Bjornstrom was jailed in 1999 for a break-and-enter and escaped prison only weeks before fulfilling his sentence, reportedly because he feared for his life. 

“It's a noisy explanation for why Bjornstrom would escape just before his sentence was up and returned to the bush just before winter," McKendrick said. "Something, it would seem, caused him to do that.”  

Bjornstrom was hired to investigate the Calgary-based Bre-X gold mining scandal. He concluded the mysterious death of geologist Michael de Guzman was in fact a murder, and as a result, he was apparently threatened. 

“It seems crazy enough to be true when you put it all together,” said McKendrick.   

Bjornstrom further enticed police when he gave interviews to media outlets on at least two occasions. He was eventually captured by RCMP officers posing as a documentary crew trying to interview him. 

McKendrick dogged research included digging into RCMP transcripts, reviewing court documents, and interviewing associates of Bjornstrom from across B.C. in order to “give a bit of a portrait of him as a person.”  

“I was able to talk to enough people that knew him well," he said. "I was able to get a pretty good understanding and put his whole story together from beginning to end.” 

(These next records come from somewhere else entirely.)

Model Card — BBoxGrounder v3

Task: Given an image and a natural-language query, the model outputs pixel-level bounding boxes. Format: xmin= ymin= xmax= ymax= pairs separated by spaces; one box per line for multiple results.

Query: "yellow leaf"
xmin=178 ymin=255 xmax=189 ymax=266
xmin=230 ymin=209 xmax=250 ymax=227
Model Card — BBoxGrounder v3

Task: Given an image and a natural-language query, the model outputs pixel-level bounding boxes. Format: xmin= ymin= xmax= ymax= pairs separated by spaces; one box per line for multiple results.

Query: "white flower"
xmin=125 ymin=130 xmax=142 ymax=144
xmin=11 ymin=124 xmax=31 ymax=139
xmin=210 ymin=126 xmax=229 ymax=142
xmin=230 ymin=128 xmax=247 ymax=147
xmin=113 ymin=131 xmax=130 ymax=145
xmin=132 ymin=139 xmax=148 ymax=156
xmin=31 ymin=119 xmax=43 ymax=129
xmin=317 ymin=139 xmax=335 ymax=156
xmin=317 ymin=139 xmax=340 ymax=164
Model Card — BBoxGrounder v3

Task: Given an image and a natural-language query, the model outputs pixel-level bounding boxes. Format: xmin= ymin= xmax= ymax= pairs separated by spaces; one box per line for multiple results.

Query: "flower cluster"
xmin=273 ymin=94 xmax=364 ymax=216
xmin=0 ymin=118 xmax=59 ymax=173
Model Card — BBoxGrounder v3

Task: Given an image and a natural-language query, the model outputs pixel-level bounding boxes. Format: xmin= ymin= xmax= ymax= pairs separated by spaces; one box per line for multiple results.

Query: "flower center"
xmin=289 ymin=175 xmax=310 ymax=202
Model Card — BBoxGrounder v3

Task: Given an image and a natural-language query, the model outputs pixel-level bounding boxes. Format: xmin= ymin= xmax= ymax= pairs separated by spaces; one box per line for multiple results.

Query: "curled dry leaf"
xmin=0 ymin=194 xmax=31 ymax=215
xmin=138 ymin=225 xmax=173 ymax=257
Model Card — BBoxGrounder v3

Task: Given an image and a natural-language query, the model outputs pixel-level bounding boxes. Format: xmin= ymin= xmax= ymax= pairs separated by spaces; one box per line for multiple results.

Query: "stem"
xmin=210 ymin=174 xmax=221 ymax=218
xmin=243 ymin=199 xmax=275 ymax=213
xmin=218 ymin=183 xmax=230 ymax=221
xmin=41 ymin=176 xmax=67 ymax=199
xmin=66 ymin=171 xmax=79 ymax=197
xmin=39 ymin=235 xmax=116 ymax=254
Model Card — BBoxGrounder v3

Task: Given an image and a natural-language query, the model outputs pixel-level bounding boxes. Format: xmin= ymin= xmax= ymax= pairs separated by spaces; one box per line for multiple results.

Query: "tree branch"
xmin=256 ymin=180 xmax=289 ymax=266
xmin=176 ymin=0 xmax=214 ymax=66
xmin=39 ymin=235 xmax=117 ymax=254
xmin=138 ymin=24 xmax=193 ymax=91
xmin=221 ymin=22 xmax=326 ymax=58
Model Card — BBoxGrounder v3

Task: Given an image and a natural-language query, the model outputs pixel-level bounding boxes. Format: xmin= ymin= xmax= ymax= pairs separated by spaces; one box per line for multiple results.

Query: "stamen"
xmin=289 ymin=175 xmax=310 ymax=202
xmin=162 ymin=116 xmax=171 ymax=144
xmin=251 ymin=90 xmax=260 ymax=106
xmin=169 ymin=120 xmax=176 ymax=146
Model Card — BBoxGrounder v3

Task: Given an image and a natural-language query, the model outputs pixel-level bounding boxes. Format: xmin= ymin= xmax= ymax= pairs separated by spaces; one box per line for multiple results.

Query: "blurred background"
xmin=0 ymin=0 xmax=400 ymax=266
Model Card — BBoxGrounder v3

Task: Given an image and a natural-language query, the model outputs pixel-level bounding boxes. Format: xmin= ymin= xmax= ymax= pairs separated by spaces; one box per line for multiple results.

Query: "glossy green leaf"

McKendrick’s own experience of the Shuswap and Bjornstrom’s story is thanks in part to his family’s cabin across the lake from Sicamous. He searched the Hunkwa Lake area for other hideouts of Bjornstrom’s, but to no success.  

Lots of questions came up during the book’s research and many remain unanswered.  

Bjornstrom was allegedly connected to a CIA program utilizing psychic and clairvoyant individuals for proposed espionage. At his sentencing hearing, he claimed to have hidden in the woods to monitor possible activity in the area related to images of child sexual exploitation.  

“In terms of pursuing his mission early on, because he never produced any concrete evidence of what he was looking into, the doubts will always be there,” McKendrick said.   

McKendrick added he hopes readers will make up their own minds about who Bjornstrom was as a person, or what to make of his efforts while evading capture.  

“It's something I left up for the reader to make their own view. Everyone's got their own view of what makes a hero.” 

“I came to view him as an honest person who was trying to help other people,” said McKendrick. “He just went about it a very unorthodox way.” 

Reminiscent of John Vaillant's The Golden Spruce and Jon Krakauer’s Into the Wild, the book’s portrait of Bjornstrom as a far-from-ordinary fugitive will intrigue lovers of non-fiction and Canadian enigmas.  

McKendrick hopes those who might know more about the bushman’s time in the Shuswap will read the book and get in touch with him. 

The Bushman’s Lair: On the Trail of the Fugitive of the Shuswap will be released by Harbour Publishing on April 24; however, advance signed copies are already available at Café Books in Canmore.